I was on your mind. I was on your mind. I would like to run that through my mind on and on again. I would LOVE to spell that out, write it all over the hallway and bathroom walls, go on the public record and state “Baby, I was on your mind”. Like water to a thirsty man…..Baby I was on your mind. Damn that felt good to hear and expel. The moment presented itself and it went very well. I am fortunate to have experienced that moment with you, for I knew you could have easily dismissed and forgotten me. You was too caught up with not feeling and caring to want to admit and express it. Why wait until now to relay this information to me? What I wanted once which was fast, I want to drink it slow. I want to allow the water to seep through my mouth to the back of my tongue, all the way down my throat and dribble all through out my body. I want to experience the sensation of knowing what I am getting, and each drink and swallow I experience and taste all of you. I don’t want to ever let loose and let go. I want to continue to intoxicate myself on your sweet juices. I am physically, mentally and sexually spent just drinking from you, imagine just exactly a full body, intimate, mind blowing experience would do….to me, to you, for me, for you. “Baby, I was on your mind”
So life has a funny way of presenting itself; so I am thinking (as always) that perhaps my new phase in life is meant to enable me to be able to handle life occurring at different paces, and getting to know and understand all and everyone who is meant to experience life with me. However, I am getting a kick out of life, for you see life has not been overly kind to me. Life has allowed me to see the negatives, rather than feast from the positives; however, I have risen from all of life’s strife’s and misfortunes.

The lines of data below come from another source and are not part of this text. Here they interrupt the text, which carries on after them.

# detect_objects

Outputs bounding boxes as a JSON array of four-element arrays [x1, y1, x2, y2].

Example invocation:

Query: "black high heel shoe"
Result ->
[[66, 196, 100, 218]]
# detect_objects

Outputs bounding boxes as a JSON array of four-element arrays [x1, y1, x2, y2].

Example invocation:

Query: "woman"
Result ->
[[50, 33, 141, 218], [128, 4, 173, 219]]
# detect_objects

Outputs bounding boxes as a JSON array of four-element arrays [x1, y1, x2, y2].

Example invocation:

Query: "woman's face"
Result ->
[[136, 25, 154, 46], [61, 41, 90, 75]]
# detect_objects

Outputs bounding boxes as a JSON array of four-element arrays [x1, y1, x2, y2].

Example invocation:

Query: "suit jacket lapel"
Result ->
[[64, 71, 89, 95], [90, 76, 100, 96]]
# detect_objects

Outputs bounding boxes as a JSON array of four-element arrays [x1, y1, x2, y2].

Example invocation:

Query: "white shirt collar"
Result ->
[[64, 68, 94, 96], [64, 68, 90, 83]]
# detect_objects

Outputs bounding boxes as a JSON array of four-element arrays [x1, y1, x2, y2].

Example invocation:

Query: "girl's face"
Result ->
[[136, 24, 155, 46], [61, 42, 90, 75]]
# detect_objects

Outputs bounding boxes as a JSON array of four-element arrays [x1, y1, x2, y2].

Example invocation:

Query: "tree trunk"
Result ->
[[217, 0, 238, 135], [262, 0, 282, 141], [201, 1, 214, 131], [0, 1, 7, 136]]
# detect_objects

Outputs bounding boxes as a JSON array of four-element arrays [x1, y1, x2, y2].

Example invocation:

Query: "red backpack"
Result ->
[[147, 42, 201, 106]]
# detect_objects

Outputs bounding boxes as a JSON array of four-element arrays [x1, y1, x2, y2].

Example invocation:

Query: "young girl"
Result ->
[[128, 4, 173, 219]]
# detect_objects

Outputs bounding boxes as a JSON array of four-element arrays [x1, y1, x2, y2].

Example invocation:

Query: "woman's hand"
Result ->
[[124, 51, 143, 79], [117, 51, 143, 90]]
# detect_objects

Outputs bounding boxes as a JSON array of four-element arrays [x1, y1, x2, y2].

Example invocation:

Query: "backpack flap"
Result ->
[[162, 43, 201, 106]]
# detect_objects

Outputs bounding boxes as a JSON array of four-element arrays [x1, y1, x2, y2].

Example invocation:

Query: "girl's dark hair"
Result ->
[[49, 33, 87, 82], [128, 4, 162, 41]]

I am blessed to have the ability to intuit life from many angles and perspectives. So this opportunity that is before me presents itself like this: I have the opportunity to watch and allow my feelings to brew and grow. Feelings that are normally inferno level of desire. Feelings that are and will always present themselves forward, because I am an emotional being. I live from my feelings. They awake and arouse me, they entrance and enthrall me, they allow me to see who you are and will be to me. They gather me up and fight for me, however, at times these feelings engulf and control and get the best of me, but I fight…..and transition on. So this choice and opportunity that has presented itself is getting to know you. Develop a me and you and not depend only on what I initially feel, for what I feel is to be true, then me and you will succeed as two. So I am using logic and then my heart. So with you I will keep the balance. I will keep the faith and hope that we can develop into a me and you. I am thoughtful and mindful that we will come together. I feel you. I dreamed of you, while lying next to you. You said to me “I love you”, and then I knew.
Taking a step and a stride……….
Walking the walk and the easy talk all in all has never and will never be for me, but making sense of the nights and days and the times and places and people in my life, we I am grateful and thankful to be afforded the many experiences and opportunities. Coming to you with a free and clear heart, mind and soul. If you ask me I’m ready.
Lesson Fourteen: Invite ME IN!
Life is meant to walk through your front doors!!! Let HER in! Although life presents itself in many factors, never give up hope that one day, just that one day life will align with all, and with all you will feel and be completed. I love life.